I truly want my life to be a good story. Fortunately, the best stories have a ton of conflict and obstacles for the main character to learn from. Yes, going to Bristol to drink the water and have a transformation is a fucking awesome story but I’m not in a position to tell it at this time. I created an entire universe for a character I made out of clay and I will tell the story when the time is right. I’ll continue to develop the legacy of @TheRingOfDOOM on Instagram and my website (and many other ways) but this exact miniseries will have to wait. The photo-graphic novel WILL be amazing once I get the clarity but at this time I am not in a position to work solely on my creative ventures even though it is all I see for my future. The story of a woman who is tackling her issues head on so she can live her best life is relatable to at least half of the world and that is currently my story. I wanted to seek out messages of love all over the world because I have not truly found the love of self I need to survive this crazy world. The Messages Of Love photo book WILL be something that will bring joy to people’s lives but I cannot make it happen on $50 total when my bills every month are $1200 (without paying any rent).
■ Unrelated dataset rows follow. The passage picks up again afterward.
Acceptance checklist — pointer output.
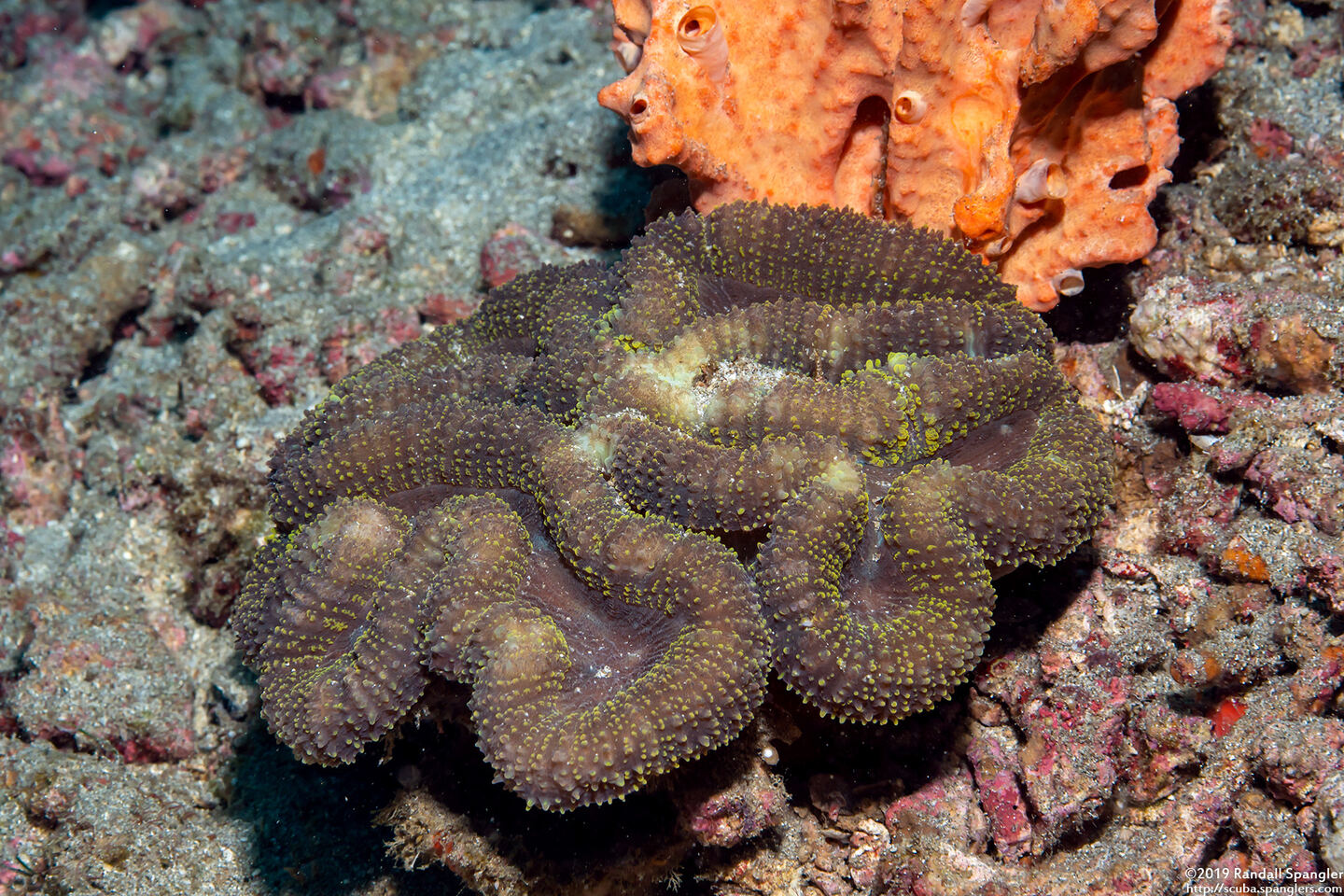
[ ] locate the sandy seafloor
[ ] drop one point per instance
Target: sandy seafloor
(210, 211)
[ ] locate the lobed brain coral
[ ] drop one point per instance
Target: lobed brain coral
(769, 438)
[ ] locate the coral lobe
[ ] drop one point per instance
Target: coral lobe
(613, 500)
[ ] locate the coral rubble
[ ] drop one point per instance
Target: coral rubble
(613, 498)
(1036, 132)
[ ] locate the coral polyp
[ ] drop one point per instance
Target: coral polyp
(614, 500)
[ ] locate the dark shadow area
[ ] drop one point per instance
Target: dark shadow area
(315, 832)
(559, 847)
(1200, 137)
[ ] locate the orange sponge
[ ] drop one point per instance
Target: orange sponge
(1036, 131)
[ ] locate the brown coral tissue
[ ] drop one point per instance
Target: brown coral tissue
(611, 501)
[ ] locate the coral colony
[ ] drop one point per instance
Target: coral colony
(1038, 132)
(614, 500)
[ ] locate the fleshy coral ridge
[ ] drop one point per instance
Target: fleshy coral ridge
(613, 500)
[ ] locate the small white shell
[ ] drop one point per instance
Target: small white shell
(909, 106)
(1068, 282)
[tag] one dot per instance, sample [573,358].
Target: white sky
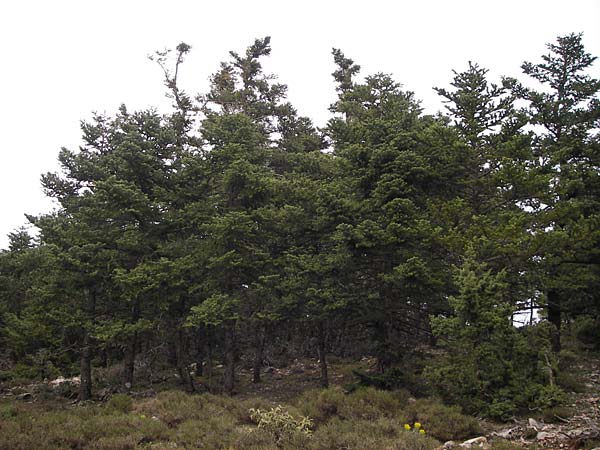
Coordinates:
[61,60]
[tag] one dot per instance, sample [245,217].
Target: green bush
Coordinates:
[121,403]
[442,422]
[281,424]
[383,433]
[363,403]
[8,412]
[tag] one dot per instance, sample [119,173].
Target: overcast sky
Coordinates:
[61,60]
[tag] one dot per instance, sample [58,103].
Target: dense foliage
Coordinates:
[234,230]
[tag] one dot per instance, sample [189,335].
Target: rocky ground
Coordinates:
[581,430]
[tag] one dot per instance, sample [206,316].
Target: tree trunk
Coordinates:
[555,317]
[229,353]
[209,363]
[259,344]
[130,361]
[200,352]
[85,382]
[322,355]
[182,367]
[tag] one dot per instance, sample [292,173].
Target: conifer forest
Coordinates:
[446,264]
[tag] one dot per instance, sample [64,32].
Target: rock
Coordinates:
[478,442]
[543,435]
[505,434]
[24,396]
[535,424]
[578,432]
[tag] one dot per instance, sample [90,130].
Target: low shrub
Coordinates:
[383,433]
[281,424]
[442,422]
[121,403]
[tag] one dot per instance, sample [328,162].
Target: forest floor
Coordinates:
[33,417]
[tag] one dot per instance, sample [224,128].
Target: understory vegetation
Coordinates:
[221,243]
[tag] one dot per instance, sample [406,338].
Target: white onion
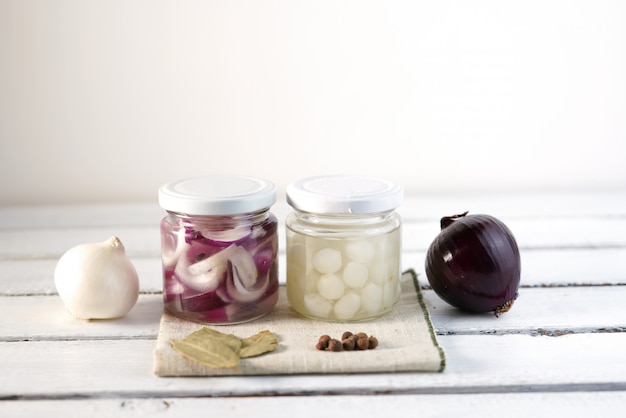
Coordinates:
[97,280]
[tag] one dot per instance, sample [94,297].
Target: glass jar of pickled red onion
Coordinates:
[219,246]
[343,247]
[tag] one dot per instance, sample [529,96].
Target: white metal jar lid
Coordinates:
[344,194]
[217,195]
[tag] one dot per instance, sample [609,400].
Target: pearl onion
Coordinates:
[327,260]
[330,287]
[360,251]
[355,275]
[317,305]
[347,306]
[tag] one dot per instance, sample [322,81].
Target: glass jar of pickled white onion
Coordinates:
[219,246]
[343,247]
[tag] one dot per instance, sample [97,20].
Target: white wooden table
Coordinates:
[561,350]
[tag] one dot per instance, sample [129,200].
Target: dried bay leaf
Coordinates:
[210,348]
[216,349]
[261,343]
[229,340]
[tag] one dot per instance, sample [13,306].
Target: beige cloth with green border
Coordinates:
[407,342]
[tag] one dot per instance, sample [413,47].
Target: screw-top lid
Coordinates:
[217,195]
[344,194]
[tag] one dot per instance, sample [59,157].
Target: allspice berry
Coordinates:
[373,342]
[334,345]
[362,343]
[348,343]
[322,344]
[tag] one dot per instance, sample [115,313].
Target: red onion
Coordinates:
[474,264]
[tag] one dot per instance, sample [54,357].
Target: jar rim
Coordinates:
[217,195]
[344,194]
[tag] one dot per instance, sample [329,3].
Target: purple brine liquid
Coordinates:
[220,269]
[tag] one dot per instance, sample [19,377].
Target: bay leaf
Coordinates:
[230,340]
[211,348]
[261,343]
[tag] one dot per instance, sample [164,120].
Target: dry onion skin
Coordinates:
[474,263]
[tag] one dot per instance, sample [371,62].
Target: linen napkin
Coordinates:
[407,342]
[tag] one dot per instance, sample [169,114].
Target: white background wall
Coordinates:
[106,100]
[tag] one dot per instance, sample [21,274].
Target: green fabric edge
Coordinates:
[431,329]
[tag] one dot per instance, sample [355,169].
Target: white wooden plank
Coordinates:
[539,311]
[45,318]
[552,311]
[475,364]
[36,277]
[555,267]
[579,404]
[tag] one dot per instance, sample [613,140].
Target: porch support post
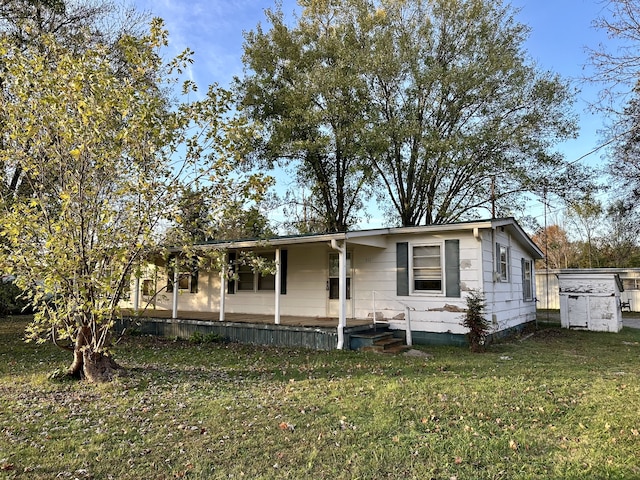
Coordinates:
[136,295]
[176,286]
[223,290]
[342,289]
[277,280]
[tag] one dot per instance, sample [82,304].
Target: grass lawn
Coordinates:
[555,404]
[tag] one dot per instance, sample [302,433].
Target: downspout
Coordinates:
[342,288]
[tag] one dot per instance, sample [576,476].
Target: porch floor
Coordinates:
[289,320]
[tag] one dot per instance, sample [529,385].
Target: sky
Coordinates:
[561,32]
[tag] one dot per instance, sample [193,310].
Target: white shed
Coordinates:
[590,301]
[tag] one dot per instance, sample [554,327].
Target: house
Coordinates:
[412,278]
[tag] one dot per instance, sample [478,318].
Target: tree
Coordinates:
[106,157]
[435,99]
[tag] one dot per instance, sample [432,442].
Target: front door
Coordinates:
[333,286]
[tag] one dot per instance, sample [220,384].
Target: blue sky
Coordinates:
[561,30]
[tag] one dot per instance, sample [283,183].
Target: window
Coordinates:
[427,268]
[502,262]
[527,280]
[250,281]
I was hoping to make epic shit happen in Bristol TOMORROW but instead I will make epic shit happen in my own head every day until I’ve reached the light. Because my goal is to figure out how to work remotely and to be creative, I can literally do this from anywhere in the world WHEN I’m able to truly begin. I wanted to set myself up for my best life in the $295 art studio I just moved out of but the effects of living somewhere I wasn’t supposed with no kitchen or shower made me too depressed to figure out how to make enough money to eat. I prioritized paying my bills over all else and I still ended up starting a debt relief program. In the last few weeks, I wanted to save all my money for bills so I ended up being too hungry to go on the long photography walks I love so much and without the gas money to drive anywhere. One cannot live on nuts, cheese, and Clif Bars if they hope to be clear-headed and healthy enough to walk 10 miles a day.
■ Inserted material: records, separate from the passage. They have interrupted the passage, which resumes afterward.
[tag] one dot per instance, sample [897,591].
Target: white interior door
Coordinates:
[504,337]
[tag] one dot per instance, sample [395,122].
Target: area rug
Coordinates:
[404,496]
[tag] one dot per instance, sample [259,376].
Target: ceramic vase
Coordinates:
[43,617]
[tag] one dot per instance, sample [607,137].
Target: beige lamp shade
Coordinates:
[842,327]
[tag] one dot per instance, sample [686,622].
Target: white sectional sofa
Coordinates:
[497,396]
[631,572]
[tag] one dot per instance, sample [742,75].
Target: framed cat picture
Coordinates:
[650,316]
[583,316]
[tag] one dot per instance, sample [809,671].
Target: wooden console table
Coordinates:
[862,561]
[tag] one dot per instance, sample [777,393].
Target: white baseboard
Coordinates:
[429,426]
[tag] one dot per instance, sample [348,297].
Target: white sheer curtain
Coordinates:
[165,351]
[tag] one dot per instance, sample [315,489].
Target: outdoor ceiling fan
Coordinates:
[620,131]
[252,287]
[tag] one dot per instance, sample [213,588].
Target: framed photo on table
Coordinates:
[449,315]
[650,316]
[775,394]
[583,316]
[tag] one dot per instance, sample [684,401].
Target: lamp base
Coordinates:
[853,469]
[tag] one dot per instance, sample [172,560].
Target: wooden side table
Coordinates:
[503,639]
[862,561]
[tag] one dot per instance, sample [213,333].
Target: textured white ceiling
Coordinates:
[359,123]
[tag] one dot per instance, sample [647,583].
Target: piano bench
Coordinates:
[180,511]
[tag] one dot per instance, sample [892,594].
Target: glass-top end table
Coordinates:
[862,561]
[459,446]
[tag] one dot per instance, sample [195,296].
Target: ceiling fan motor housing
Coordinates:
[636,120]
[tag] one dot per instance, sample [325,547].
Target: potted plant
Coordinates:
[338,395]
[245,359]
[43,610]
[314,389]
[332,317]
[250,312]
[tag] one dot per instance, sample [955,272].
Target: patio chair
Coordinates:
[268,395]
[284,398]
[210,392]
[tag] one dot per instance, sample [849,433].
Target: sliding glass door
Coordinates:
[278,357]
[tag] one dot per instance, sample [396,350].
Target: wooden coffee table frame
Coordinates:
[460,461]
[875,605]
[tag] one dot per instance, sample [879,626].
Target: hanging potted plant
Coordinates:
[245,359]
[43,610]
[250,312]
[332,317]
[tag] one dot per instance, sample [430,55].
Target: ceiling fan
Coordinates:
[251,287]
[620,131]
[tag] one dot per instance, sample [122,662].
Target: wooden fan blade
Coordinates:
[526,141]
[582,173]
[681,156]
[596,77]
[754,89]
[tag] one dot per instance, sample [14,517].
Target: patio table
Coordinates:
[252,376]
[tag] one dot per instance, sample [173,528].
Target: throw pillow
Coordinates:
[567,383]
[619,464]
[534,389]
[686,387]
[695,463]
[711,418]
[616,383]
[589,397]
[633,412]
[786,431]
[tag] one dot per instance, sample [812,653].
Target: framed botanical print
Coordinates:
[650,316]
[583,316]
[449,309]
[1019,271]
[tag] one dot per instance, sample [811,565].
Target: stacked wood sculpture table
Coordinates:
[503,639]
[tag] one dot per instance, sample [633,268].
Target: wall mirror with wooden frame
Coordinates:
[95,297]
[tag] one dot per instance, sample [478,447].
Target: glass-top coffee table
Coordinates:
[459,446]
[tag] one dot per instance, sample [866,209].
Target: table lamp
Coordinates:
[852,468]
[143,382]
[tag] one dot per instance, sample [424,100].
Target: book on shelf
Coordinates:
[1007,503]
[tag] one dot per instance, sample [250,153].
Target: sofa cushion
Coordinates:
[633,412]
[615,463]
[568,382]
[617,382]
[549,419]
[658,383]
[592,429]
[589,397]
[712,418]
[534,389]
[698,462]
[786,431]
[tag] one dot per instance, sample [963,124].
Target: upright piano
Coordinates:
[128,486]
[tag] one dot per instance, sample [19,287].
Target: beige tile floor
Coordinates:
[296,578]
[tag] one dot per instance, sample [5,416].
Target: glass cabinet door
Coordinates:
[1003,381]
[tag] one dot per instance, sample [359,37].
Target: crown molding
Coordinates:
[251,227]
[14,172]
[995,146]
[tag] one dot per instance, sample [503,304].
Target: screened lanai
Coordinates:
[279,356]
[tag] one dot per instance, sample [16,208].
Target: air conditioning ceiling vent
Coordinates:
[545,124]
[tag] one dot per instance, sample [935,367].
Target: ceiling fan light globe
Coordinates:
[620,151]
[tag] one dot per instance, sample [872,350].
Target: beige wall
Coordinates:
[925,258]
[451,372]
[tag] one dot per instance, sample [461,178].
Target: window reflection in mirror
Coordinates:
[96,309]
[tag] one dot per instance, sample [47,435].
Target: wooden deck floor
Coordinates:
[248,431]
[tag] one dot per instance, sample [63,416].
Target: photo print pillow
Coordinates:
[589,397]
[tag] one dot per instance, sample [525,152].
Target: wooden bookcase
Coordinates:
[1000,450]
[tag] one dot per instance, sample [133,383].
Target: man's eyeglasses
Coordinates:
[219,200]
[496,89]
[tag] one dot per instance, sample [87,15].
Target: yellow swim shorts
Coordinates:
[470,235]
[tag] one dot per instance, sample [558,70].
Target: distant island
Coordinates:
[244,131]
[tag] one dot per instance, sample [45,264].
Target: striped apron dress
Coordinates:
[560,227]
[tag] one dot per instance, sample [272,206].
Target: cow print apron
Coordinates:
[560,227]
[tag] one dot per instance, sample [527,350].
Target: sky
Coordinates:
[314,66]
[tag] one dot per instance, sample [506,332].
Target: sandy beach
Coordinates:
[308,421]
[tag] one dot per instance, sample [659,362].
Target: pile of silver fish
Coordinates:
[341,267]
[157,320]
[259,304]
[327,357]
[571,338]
I do not know what will happen next but I’ll continue to write anyway because I can still inspire people to live their best life even if I’m not at Giant’s Causeway filming an episode of my travel miniseries on my phone. The people we love most on this planet have been brave enough to share their troubles and souls with us. We are all divided if we are stuck in our own head and we must work together to find our common ground if we’re to overthrow the demons in our own heads and in our government. They want us to be poor and needy so we’ll accept the meager wages being offered to us and do as we’re told but I cannot do that anymore. I allowed myself to remain broken and I never tried to fix me until now. I have no idea how to do it but as with most things, hard work, patience, reaching out, and watching how-to-videos on YouTube will help us learn what we need to learn. I WILL find a way to earn a sustainable income in a way that I’m not morally opposed to soon by working smarter AND harder and share it with you as it’s happening.

 

TODAY’S GOALS

1.     Drink 64 oz. water

2.     10 Minute Stretch

3.     Go For A Walk

4.     Blog Posts On Website… Shared (post on all blogs on Medium also)

5.     2-3 Instagram Posts Per Account @206liz @TheRingOfDOOM @MyDefOfCool

6.    Hang out with a friend and talk about the realest shit.

 

SONG OF THE DAY

Air – “Universal Traveler” 2004  I’ll be traveling through the universes of my brain until further notice.